Kami baru hanya bisa jihad pikiran dan bukan jihad fisik.
Oleh Ibnu Jandi, S.Sos. MM
Tangerang, 21 Juli 2015.
PENDAHULUAN
Isi surat GIDI diantaranya adalah: Oleh karena itu, kami memberitahukan bahwa :
- Acara membuka lebaran (Idul Fitri –red) tanggal 17 Juli 2015, kami tidak mengijinkan dilakukan di Wilayah Kabupaten Tolikara (Karubaga)
- Boleh merayakan hari raya di luar Kabupaten Tolikara
- Dilarang Kaum Muslimat memakai pakain Yilbab (jilbab –red).
BESAR TAPI TERTEKAN DAN TERANCAM DI NEGERINYA SENDIRI.
Besar tapi tertekan dan terancam di negerinya sendiri. Itulah kehidupan Umat Islam di NKRI kita ini. Umat Islam Indonesia Terbesar di Dunia dan diakui dunia tetapi tertekan dan terancam di negerinya sendiri oleh Pemerintahnya sendiri.

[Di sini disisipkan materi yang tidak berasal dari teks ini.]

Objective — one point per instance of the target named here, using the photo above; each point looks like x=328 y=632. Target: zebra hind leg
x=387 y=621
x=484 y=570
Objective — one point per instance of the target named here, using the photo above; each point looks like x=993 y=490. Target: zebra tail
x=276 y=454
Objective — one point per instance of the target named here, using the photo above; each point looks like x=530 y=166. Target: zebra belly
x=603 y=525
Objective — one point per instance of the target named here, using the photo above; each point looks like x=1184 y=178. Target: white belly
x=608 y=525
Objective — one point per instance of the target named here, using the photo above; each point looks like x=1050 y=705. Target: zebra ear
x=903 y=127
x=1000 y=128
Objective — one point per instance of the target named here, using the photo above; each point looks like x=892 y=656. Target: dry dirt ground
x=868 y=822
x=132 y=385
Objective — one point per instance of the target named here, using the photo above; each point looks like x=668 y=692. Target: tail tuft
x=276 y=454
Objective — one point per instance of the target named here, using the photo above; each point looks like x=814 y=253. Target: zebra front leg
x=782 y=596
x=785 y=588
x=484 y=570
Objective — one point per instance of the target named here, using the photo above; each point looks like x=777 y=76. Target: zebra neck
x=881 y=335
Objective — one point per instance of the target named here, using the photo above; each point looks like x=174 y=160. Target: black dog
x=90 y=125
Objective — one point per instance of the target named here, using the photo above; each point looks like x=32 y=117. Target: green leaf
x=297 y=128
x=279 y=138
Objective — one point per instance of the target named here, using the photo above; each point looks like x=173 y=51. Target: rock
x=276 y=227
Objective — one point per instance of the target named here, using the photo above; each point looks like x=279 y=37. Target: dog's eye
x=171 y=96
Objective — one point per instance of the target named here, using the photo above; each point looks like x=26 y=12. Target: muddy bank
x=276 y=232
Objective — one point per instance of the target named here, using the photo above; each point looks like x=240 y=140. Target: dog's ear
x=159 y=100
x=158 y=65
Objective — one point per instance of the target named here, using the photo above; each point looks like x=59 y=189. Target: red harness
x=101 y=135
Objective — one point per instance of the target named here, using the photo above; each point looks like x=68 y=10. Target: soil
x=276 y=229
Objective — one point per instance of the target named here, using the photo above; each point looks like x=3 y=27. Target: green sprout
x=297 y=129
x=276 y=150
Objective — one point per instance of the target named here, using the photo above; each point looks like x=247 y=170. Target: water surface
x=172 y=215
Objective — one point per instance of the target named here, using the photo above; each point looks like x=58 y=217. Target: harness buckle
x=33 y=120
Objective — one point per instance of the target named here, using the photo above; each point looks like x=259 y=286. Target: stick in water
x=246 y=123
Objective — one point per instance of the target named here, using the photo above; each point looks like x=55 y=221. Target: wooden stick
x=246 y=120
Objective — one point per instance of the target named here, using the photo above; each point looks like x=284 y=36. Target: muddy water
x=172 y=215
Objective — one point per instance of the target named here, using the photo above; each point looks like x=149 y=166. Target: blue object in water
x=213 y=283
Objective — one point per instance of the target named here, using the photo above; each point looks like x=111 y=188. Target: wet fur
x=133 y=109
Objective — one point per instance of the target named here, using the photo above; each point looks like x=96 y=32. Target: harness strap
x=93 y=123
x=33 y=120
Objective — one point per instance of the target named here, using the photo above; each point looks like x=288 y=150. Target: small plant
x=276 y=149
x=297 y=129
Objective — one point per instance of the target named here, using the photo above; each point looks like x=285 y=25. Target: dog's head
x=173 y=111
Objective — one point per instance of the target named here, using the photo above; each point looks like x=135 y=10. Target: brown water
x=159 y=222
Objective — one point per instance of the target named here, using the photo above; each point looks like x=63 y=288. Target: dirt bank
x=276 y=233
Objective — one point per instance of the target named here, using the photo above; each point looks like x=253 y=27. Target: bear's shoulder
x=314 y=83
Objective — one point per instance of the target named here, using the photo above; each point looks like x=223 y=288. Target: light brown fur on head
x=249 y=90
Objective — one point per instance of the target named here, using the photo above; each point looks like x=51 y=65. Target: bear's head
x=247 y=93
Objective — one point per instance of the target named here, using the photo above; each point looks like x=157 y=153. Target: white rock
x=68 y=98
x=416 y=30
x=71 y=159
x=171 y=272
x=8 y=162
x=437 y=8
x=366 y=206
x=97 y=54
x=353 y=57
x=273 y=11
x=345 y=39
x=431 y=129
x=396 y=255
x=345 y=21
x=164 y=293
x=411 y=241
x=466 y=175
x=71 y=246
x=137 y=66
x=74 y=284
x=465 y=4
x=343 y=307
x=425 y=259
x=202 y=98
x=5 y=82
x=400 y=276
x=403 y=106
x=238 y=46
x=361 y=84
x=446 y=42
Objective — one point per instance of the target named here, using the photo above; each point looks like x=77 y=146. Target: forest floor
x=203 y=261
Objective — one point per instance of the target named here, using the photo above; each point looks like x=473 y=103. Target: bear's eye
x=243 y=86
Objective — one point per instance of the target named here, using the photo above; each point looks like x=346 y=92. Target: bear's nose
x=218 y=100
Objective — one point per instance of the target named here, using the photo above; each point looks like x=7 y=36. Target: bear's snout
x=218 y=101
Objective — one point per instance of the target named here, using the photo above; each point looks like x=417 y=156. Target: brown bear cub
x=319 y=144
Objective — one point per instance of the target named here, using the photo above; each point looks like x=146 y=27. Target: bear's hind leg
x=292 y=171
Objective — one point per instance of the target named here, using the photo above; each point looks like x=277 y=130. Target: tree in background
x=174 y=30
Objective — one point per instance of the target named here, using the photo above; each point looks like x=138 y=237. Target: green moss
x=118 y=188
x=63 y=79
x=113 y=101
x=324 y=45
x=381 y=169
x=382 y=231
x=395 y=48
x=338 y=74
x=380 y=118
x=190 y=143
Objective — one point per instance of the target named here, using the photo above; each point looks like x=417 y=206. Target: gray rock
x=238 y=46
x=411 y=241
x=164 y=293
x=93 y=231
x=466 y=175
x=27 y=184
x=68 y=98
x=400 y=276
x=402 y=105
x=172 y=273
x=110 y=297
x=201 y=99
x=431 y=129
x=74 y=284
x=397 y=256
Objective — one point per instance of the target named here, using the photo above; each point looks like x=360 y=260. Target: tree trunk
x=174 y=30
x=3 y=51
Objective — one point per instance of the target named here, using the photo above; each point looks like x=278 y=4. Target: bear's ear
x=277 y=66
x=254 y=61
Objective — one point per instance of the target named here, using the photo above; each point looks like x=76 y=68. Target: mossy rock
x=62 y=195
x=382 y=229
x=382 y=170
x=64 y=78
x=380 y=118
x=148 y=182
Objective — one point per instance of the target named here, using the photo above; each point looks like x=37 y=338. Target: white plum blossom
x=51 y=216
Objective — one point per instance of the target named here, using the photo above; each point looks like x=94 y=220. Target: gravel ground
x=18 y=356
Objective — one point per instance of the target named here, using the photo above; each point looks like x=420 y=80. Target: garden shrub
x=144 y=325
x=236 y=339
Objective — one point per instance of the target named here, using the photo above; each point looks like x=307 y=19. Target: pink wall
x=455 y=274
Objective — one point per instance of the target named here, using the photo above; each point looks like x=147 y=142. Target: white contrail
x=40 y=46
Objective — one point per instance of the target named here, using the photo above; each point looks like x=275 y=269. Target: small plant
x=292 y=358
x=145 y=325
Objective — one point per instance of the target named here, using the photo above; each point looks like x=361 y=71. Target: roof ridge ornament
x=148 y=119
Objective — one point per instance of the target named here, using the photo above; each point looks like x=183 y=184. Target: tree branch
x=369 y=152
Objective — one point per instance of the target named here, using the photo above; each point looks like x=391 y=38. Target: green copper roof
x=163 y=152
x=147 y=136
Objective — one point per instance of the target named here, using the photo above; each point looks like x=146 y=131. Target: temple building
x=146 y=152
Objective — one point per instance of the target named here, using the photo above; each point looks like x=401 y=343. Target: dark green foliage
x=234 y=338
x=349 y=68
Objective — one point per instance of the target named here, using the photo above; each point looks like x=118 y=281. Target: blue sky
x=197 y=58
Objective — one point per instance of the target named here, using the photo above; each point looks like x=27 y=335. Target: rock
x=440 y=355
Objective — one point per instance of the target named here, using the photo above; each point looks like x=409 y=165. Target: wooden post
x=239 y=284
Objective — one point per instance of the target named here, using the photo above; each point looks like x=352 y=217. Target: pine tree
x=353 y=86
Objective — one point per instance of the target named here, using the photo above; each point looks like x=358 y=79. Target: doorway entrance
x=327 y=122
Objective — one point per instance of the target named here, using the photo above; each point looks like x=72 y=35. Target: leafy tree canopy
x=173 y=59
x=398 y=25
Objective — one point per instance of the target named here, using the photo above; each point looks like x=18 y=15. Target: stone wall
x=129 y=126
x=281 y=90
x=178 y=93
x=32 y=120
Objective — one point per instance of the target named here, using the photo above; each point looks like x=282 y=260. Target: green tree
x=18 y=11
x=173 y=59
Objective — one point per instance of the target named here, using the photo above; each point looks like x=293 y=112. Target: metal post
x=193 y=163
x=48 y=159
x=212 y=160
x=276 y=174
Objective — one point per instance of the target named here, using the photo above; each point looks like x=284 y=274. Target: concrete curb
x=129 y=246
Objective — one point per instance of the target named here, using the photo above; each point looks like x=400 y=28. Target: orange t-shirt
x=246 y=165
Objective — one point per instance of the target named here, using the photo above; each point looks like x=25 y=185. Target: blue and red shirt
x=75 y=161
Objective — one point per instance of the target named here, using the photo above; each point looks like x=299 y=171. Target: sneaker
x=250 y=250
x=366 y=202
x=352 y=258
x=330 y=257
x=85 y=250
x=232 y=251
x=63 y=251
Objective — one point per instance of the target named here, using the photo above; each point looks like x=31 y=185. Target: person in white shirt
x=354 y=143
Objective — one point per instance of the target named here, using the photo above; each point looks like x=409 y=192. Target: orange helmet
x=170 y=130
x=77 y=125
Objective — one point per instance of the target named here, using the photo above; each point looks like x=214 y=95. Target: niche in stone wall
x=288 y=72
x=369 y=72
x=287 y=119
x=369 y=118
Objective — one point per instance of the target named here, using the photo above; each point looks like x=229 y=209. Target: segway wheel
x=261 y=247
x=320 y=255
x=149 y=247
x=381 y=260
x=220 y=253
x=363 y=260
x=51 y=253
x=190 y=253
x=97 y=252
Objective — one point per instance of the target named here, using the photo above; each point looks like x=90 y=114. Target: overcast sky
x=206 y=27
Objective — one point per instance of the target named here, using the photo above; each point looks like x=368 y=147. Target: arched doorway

Umat muslim di Indonesia agar bertoleransi dengan umat non muslim di NKRI, dan itu sudah dilaksanakan oleh umat muslim di Indonesia. Tetapi sebaliknya, ketika umat muslim melakukan sedikit saja kesalahan atau anarkis, maka aparat Kepolisian dan Densus 88 mengatakan kami sebagai teroris serta memberangus umat muslim. Dicari hingga kelobang semut disiksa dan dan ditembak mati.
Sebaliknya, kalau umat non muslim “Karesten” melakukan kesalahan besar maupun kecil, maka pemerintah kita sibuk memutar balikan fakta “distorsi” membela dan dilindungi habis habisan, dan pelakunyapun tidak mungkin ditangkap apalagi di tembak mati. Dan umat GIDI atau umat Karesten ketika melakukan anarkispun tidak akan mungkin dikatakan TERORIS oleh Pemerintah maupun oleh Polri maupun oleh Densus 88.
KONSTITUSI UUD-RI 1945.
Dasar hukum yang menjamin kebebasan beragama di Indonesia ada pada konstitusi kita, yaitu Pasal 28E ayat (1) Undang-Undang Dasar Tahun 1945 (“UUD 1945”): “Setiap orang bebas memeluk agama dan beribadat menurut agamanya, memilih pendidikan dan pengajaran, memilih pekerjaan, memilih kewarganegaraan, memilih tempat tinggal di wilayah negara dan meninggalkannya, serta berhak kembali.”
Pasal 28E ayat (2) UUD 1945 juga menyatakan bahwa setiap orang berhak atas kebebasan meyakini kepercayaan. Selain itu dalam Pasal 28I ayat (1) UUD 1945 juga diakui bahwa hak untuk beragama merupakan hak asasi manusia. Selanjutnya Pasal 29 ayat (2) UUD 1945 juga menyatakan bahwa Negara menjamin kemerdekaan tiap-tiap penduduknya untuk memeluk agama.
Akan tetapi, hak asasi tersebut bukannya tanpa pembatasan. Dalam Pasal 28J ayat (1) UUD 1945 diatur bahwa setiap orang wajib menghormati hak asasi orang lain. Pasal 28J ayat (2) UUD 1945 selanjutnya mengatur bahwa pelaksanaan hak tersebut wajib tunduk pada pembatasan-pembatasan dalam undang-undang. Jadi, hak asasi manusia tersebut dalam pelaksanaannya tetap patuh pada pembatasan-pembatasan yang diatur dalam undang-undang.